Imagine a 5.6 ground rupturing magnitude earthquake occurs without warning in the Rio Grande Rift on the Sandia-Rincon fault. Violent shaking and heavy damage is recorded along the 30-mile stretch from Algodones to Kirtland Air Force Base. As a result, 60 percent of Albuquerque is without power, several major roads have collapsed and hundreds, if not thousands, of people are injured.
This has not happened, but according to local researchers, it could. Health care leaders across the Albuquerque Metro area want to be prepared in case it ever does happen.
That is why dozens of departments within The University of New Mexico Health System, including UNM Hospital, UNM Sandoval Regional Medical Center (SRMC)—a campus of UNM Hospital—UNM Main Campus, and several external entities like Sandia National Laboratories, the City of Albuquerque, Bernalillo County, Kirtland Air Force Base, Presbyterian and Lovelace Health Systems, and several others all came together to respond as they would during a real emergency.
“Disaster and emergencies strike at a moment’s notice, and it is our mission that staff and leadership are ready to face any challenges and patient surges that come with that emergency or disaster, whether they are minutes or years long.”
During a region-wide mock training exercise earlier this week, the organizations formed multiple mock Emergency Operations Centers (EOCs) to coordinate and plan for patient care.
Todd Christensen, RN, DNP is an administrative supervisor of nursing at UNM Hospital, but in this simulated scenario, he took on the role of Incident Commander for the UNM Hospital EOC. In addition to direct care providers, EOCs include representatives to handle finances, logistics, internal and external communications, and more.
“EOC specifically is led by our hospital executive team, that would be able to mobilize and provide all of the resources that are needed,” Christensen said. “It also opens up our ability to gather resources from not only our general area, but also the state level, for the care that needs to be given to all of our patients.”
An exercise like this not only helps these teams prepare for a potential earthquake, but any other possible emergencies that could arise in the metro area that would require an all-hands-on-deck response and cross-organization collaboration across the city, state and potentially the country. For example, EOCs were activated at the start of the COVID-19 pandemic in 2020 at organizations throughout the United States, and continued meeting regularly for years to manage care and the ever-changing situation with the virus.
“We have to collaborate for all of the patients that could be affected by such a tragic incident” Christensen said. “UNMH cannot stand alone to care for all of those patients, nor could Presbyterian or Lovelace, so working as a team, collaboratively, would allow us to provide care to all of the patients that are within in the area.”
For Robert Alunday, MD, an associate professor in the UNM School of Medicine tasked with running triage in the UNM Hospital ambulance bay, his focus for the scenario was preparing to take on the most injured patients in the area.

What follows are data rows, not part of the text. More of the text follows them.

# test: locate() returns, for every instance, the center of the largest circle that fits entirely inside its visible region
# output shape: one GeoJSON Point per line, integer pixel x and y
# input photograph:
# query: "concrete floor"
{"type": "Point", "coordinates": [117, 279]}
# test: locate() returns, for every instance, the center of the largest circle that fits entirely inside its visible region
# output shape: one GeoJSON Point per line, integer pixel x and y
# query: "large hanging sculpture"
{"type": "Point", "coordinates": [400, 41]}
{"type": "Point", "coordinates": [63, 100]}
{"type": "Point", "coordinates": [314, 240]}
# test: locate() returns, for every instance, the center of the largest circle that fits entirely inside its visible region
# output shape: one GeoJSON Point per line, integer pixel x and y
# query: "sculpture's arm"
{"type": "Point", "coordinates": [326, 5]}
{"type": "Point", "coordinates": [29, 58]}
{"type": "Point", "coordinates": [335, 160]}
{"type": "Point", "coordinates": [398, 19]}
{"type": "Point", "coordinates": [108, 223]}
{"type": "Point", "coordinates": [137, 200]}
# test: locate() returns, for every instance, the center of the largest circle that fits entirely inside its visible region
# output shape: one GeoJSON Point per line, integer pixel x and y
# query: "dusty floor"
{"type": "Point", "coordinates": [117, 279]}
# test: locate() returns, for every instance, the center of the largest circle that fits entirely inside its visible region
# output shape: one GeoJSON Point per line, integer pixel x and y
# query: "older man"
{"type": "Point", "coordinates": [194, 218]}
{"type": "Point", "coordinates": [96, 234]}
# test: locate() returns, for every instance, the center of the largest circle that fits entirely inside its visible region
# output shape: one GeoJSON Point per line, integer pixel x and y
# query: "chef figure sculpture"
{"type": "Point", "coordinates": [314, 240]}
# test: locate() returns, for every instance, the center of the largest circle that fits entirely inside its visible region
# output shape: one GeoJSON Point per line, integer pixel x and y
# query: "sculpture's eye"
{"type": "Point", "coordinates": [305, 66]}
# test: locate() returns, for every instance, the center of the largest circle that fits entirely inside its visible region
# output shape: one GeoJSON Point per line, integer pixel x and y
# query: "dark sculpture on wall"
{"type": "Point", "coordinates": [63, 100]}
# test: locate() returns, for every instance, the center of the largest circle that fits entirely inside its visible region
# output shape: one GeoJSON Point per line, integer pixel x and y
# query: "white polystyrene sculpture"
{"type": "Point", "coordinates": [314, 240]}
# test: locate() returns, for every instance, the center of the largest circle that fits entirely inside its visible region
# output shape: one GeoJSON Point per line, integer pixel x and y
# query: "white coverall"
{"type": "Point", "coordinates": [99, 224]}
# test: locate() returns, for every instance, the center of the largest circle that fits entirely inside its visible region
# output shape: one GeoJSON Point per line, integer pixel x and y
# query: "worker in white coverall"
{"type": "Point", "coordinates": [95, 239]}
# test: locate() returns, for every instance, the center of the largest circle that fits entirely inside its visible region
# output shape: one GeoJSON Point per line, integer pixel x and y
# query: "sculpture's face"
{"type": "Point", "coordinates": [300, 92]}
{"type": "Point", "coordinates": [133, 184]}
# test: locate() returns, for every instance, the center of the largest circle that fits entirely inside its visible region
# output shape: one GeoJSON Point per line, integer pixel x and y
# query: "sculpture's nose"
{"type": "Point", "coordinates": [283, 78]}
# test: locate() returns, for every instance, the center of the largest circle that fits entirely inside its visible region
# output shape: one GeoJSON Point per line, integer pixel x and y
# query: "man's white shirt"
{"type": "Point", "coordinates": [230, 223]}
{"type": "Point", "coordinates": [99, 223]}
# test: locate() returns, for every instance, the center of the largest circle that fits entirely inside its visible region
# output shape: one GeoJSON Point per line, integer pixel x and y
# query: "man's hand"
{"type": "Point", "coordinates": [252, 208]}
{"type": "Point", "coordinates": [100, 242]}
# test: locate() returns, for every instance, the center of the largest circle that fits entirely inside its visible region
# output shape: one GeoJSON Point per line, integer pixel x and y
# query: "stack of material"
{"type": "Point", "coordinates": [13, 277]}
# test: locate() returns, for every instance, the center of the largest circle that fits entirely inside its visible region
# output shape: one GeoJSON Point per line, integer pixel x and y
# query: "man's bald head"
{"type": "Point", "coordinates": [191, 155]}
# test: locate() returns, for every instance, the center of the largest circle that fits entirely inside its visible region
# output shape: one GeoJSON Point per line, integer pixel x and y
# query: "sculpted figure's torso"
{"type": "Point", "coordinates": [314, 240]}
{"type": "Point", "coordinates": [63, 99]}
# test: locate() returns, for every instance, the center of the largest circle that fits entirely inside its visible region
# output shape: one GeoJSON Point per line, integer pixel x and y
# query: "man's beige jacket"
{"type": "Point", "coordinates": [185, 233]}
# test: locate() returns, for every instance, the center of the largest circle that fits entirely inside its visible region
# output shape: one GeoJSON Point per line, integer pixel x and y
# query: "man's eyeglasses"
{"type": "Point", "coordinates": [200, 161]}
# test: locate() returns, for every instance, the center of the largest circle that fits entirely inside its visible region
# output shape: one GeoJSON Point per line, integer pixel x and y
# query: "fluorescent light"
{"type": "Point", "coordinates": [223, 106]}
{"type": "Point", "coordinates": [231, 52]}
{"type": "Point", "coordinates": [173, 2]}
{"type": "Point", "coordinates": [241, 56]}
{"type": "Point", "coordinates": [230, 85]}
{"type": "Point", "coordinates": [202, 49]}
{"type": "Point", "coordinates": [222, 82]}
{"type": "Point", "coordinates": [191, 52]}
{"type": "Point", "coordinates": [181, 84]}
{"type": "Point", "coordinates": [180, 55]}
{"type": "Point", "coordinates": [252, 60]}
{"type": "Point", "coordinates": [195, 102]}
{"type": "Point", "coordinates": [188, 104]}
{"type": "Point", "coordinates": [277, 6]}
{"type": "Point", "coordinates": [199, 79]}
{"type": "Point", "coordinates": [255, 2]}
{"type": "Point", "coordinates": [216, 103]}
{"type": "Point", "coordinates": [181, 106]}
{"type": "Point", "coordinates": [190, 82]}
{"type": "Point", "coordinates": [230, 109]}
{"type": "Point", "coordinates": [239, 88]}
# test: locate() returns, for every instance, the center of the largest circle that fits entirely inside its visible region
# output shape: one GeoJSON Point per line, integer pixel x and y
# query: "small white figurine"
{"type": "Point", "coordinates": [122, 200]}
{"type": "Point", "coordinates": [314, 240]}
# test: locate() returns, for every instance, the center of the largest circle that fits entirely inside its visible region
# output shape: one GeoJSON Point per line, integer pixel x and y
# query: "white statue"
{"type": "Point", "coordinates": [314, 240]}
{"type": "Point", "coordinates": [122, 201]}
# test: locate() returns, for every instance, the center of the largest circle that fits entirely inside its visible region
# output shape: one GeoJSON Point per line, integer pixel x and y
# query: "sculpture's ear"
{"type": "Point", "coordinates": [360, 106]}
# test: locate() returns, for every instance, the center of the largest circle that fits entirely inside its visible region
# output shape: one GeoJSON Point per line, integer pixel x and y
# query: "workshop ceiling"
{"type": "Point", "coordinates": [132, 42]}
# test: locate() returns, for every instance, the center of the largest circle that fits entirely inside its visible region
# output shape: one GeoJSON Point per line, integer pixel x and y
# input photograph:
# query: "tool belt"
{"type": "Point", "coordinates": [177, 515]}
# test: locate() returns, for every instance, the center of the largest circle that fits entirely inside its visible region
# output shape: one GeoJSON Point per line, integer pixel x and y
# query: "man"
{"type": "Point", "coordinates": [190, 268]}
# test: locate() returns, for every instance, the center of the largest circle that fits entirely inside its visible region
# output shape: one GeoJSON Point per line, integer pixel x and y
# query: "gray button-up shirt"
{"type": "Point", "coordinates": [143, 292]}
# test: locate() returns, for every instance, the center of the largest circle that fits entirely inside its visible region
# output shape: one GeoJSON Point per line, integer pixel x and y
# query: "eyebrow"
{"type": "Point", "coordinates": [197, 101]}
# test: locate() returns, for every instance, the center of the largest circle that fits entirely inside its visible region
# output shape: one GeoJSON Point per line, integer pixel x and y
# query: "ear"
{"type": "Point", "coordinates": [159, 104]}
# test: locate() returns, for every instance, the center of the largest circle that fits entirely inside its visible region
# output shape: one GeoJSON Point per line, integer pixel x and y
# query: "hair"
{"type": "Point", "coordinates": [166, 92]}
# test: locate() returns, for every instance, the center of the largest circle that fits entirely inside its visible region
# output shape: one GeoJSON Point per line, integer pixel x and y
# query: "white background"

Since UNM Hospital is the only Level I Trauma Center in the state, it is the only facility equipped to handle the most severe cases. To make the simulation more like a real scenario, care teams at UNM Hospital formed to quickly diagnose and treat mannequins acting as patients.

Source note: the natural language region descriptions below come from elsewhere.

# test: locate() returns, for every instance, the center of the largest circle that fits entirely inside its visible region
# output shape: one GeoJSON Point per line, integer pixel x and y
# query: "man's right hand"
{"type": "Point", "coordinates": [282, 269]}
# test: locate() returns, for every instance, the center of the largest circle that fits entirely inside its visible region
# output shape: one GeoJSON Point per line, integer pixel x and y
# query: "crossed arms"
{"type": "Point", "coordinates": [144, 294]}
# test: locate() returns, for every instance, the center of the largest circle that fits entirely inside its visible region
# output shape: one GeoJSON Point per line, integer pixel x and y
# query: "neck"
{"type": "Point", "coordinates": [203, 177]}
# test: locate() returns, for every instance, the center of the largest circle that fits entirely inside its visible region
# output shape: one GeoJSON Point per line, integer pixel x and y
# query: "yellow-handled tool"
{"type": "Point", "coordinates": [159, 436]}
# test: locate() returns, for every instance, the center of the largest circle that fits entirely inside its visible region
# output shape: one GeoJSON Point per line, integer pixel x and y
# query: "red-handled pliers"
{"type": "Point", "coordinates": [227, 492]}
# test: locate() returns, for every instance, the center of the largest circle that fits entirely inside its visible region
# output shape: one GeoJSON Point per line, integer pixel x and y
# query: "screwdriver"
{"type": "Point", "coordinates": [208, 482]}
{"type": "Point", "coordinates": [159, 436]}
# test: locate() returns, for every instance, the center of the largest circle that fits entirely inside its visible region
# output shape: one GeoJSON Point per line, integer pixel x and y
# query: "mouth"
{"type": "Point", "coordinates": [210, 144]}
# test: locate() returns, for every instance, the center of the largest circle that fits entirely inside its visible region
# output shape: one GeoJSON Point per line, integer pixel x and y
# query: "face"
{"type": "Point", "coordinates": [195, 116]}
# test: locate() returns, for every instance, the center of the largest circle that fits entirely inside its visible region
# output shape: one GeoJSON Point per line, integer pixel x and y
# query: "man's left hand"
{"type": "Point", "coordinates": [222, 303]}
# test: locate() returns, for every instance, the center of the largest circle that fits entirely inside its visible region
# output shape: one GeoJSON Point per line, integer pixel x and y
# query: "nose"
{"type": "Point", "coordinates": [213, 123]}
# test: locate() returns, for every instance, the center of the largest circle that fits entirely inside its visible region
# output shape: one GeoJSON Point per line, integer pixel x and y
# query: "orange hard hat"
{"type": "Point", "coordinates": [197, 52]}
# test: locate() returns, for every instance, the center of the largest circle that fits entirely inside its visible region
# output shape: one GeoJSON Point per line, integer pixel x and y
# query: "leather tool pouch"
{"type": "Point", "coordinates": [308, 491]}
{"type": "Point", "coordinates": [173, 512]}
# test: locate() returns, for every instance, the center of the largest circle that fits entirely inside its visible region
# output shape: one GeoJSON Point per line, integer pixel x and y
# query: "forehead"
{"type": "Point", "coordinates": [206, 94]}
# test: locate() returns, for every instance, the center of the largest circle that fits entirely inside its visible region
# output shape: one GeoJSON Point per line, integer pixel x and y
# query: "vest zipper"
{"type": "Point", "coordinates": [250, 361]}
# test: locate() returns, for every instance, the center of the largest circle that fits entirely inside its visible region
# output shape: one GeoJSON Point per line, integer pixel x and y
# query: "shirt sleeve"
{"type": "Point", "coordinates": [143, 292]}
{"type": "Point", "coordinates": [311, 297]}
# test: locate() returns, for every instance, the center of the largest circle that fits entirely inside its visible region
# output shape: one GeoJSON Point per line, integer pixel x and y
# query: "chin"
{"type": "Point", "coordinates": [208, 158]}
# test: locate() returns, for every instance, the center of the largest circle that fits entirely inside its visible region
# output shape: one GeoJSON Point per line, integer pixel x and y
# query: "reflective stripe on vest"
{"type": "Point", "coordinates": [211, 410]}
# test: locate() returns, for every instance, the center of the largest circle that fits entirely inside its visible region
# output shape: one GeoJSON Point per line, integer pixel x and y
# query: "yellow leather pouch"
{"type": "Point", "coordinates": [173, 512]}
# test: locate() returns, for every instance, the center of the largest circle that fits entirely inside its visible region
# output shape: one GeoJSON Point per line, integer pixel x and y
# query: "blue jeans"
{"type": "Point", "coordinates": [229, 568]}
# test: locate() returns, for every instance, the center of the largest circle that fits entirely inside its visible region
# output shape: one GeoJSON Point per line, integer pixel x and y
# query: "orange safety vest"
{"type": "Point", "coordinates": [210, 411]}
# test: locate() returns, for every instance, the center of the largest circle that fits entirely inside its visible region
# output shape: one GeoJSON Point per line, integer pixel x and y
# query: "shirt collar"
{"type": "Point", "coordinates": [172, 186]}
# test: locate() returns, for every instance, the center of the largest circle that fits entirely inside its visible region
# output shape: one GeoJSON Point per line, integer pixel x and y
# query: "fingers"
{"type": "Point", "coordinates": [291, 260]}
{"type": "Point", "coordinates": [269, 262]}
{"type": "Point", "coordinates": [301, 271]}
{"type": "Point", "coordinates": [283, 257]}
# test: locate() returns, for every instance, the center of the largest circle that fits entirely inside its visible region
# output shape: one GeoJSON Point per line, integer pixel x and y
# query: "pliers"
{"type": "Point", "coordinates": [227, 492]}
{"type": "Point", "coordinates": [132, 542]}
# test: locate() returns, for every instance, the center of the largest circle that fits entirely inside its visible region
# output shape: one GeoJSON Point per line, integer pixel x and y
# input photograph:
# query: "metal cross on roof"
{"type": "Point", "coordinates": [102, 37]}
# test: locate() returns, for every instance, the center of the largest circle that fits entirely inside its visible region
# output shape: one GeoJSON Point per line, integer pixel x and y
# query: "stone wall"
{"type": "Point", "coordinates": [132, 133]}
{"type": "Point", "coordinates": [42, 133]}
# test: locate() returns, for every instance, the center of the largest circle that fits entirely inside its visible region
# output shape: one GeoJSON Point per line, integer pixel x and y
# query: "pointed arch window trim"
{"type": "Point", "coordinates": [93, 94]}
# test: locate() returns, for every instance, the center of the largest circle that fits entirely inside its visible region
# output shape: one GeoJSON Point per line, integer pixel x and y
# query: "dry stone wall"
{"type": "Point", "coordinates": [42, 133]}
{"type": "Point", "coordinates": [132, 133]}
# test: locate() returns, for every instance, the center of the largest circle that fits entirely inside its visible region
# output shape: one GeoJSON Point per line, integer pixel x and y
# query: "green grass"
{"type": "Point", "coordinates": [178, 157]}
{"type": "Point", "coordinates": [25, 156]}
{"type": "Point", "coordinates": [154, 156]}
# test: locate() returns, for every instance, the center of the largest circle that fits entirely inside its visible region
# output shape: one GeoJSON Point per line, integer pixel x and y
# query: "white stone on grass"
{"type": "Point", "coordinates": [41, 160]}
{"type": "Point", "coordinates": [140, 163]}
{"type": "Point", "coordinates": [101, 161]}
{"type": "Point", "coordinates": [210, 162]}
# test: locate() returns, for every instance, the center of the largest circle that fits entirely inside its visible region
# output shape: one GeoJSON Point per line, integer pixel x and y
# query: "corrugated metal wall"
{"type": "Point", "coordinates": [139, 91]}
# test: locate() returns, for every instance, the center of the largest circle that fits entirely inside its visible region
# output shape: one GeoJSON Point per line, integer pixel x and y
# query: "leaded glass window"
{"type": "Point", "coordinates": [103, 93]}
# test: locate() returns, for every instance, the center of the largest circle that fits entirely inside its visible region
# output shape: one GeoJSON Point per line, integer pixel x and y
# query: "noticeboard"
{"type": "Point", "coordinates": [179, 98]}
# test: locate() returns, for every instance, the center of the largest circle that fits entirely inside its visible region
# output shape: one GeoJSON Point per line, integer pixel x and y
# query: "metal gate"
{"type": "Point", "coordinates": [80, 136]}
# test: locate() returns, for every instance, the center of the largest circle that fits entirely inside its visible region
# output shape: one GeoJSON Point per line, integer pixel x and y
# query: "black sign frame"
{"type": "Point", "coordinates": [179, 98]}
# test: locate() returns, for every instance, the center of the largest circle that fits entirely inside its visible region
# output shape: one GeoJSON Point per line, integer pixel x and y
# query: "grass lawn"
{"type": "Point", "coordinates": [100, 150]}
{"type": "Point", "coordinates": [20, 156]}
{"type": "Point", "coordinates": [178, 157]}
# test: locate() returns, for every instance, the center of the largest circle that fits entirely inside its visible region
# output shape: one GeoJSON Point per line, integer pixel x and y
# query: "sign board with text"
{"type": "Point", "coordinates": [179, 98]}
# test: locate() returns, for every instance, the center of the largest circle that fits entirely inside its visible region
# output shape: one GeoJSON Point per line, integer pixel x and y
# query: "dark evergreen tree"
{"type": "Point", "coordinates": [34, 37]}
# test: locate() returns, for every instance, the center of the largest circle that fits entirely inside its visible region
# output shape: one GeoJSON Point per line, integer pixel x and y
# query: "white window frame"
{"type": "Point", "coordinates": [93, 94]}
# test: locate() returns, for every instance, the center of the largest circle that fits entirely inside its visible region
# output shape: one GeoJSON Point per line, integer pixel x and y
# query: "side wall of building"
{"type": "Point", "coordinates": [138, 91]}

“We have had patients with trauma, such as penetrating injuries from falling debris and blunt injuries from car accidents, and we have had chemical exposures from chemicals essentially raining down on top of people,” Alunday explained. “We are all taking this very seriously. We're making ourselves feel that stress of having this high influx of patients come to us, and we're trying to do everything right.”

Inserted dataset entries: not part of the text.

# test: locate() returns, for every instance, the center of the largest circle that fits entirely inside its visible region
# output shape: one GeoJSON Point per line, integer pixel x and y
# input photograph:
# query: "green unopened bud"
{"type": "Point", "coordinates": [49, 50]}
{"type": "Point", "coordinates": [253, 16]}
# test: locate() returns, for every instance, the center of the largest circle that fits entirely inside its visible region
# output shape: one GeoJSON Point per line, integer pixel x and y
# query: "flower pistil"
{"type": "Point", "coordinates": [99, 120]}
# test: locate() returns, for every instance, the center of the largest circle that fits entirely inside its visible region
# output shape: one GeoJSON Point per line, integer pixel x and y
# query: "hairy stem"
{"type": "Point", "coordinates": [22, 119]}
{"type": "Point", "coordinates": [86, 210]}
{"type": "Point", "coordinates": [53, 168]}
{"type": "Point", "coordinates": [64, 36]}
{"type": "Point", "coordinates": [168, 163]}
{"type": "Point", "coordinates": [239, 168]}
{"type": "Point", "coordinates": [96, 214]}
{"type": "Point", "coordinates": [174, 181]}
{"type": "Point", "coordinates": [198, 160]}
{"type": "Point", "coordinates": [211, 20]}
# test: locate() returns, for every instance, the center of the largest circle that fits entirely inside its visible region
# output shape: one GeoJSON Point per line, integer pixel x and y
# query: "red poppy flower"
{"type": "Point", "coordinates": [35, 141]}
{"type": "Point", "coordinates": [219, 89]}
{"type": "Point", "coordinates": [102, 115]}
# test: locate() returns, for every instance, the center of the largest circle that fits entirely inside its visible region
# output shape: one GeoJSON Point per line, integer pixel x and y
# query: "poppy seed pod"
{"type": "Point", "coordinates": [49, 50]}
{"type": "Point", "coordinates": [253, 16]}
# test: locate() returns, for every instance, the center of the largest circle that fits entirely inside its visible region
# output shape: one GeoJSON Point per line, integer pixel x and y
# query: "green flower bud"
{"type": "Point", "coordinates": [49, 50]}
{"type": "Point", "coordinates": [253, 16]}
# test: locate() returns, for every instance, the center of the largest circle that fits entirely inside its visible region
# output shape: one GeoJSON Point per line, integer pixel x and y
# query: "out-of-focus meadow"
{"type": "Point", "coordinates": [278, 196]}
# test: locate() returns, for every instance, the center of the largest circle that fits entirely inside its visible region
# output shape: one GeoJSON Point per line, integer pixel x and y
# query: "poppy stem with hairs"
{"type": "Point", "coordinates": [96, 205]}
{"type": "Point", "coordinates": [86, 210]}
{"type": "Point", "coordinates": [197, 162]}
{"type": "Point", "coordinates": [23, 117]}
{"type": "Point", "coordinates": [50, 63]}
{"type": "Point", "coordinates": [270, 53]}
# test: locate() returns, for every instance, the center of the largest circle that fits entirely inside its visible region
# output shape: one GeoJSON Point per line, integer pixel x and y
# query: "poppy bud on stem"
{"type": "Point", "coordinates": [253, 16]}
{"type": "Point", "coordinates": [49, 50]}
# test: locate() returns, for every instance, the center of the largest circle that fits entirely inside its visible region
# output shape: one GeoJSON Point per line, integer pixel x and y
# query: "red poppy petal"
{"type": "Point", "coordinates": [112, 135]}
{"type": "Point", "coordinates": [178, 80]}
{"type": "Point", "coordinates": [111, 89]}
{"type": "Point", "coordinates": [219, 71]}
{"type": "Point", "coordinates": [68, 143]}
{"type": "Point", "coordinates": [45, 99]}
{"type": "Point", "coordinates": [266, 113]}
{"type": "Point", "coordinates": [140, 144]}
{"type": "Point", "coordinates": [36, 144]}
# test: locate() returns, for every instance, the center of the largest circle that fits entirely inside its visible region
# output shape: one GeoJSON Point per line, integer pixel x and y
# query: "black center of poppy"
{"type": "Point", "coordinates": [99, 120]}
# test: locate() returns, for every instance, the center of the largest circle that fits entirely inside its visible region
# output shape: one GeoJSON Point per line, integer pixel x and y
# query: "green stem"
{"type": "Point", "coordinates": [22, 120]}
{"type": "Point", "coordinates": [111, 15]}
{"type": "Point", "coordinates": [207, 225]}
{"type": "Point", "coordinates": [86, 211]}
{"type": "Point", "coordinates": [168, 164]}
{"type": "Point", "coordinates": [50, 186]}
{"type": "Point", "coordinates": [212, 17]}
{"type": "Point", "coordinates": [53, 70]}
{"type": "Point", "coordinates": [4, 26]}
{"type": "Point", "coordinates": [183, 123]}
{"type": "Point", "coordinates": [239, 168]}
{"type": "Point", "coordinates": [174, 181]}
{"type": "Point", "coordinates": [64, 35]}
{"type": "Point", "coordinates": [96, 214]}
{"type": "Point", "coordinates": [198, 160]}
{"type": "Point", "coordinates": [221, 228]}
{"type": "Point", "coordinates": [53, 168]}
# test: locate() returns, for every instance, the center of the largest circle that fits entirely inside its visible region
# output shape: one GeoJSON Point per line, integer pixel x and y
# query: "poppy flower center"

Meanwhile, UNM SRMC, a Level III Trauma Center, simulated reaching out to Level I Trauma Centers outside New Mexico to ask if they could take SRMC’s most severe cases and prepared those patients for transfer. This helped level load the volume between outside trauma centers and UNMH. SRMC also made sure they were prepared to handle an influx of patients with traumatic brain injuries, fractures and internal bleeding.
While it is important to make sure backup generators are ready to go, hospitals also need to have enough oxygen, medication and blood supply. EOCs also need to be thinking of food, water and fuel supply. During the recent exercise, SRMC’s EOC discussed building tent cities, buying trailers to move larger equipment, hiring engineers to repair simulated hospital damage, and making sure financial representatives logged every penny and labor hour spent for potential federal reimbursement.
Internal and external communication play an important role in disaster preparedness as well. For example, the teams at UNM Hospital and SRMC identified areas for families and friends to wait for mock patients and inquire about loved ones whose whereabouts were still unknown. They communicated to all hospital staff, both on shift and off, to come in and help if they could safely make it to the hospital, and they provided safe media staging, so local news agencies could continue to update the public on this developing situation, without interfering with patient care and privacy.
“Every time we do these events, we just get a little bit more ready, and we get a little bit better."